4 Reasons Why You May Be Slacking at Doing Igo Mmuo Frequently
…and how to realign yourself with the practice
Igo Mmuo, the quiet, intentional communion with spirit, is one of the simplest yet most powerful practices in Igbo spirituality. It does not require elaborate rituals, dramatic gestures, or expensive tools. What it truly requires is consistency, presence, and connection.
Yet many people find themselves slipping. Days pass, then weeks, sometimes months… and they realize they haven’t done Igo Mmuo at all.
If you’ve felt this struggle, you are not alone.
Here are four deep reasons you may be slacking, and how to return to a place of steady practice.
1. You Have No Established System or Routine
One of the biggest reasons people fail to practice consistently is because they rely on randomness.

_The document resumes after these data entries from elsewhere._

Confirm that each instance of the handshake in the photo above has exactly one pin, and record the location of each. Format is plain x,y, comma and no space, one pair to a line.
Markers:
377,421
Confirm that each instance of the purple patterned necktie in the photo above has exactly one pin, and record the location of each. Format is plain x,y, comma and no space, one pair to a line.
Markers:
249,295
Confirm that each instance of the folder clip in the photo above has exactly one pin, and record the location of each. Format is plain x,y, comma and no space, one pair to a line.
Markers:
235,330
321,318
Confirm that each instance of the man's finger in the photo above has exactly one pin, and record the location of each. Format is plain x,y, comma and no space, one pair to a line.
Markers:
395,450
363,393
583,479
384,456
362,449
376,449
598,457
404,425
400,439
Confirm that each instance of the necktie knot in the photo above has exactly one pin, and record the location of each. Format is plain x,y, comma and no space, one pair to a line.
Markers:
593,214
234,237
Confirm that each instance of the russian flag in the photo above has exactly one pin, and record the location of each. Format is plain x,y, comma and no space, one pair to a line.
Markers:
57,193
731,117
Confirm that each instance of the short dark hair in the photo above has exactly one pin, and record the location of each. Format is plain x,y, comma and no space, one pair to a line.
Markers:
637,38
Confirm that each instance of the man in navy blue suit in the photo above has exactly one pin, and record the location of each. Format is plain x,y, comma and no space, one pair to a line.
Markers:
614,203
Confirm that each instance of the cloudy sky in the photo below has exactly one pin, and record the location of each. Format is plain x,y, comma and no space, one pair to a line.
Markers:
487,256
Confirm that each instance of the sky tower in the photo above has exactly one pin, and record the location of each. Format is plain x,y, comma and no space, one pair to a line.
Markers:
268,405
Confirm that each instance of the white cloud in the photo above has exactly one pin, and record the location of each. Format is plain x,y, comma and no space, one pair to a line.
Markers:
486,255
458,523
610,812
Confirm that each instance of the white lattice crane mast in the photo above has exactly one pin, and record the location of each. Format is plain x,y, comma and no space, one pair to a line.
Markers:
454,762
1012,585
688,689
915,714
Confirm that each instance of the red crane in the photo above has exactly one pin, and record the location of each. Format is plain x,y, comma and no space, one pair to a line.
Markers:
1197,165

You wait for the “perfect mood,” the “right moment,” or a spike of motivation. But spiritual practice doesn’t thrive on chance, it thrives on structure.
When you create systems, you create flow.
Consider:
Choosing a specific market day each week
Adding Igo Mmuo to your morning routine
Setting a reminder in your calendar
Preparing a playlist that helps you settle into the practice
Having a ready altar or quiet corner
These small structures act like anchors. They remove the mental friction and make it easier to step into the practice naturally.
Consistency happens when spirituality becomes a lifestyle, not an occasional event.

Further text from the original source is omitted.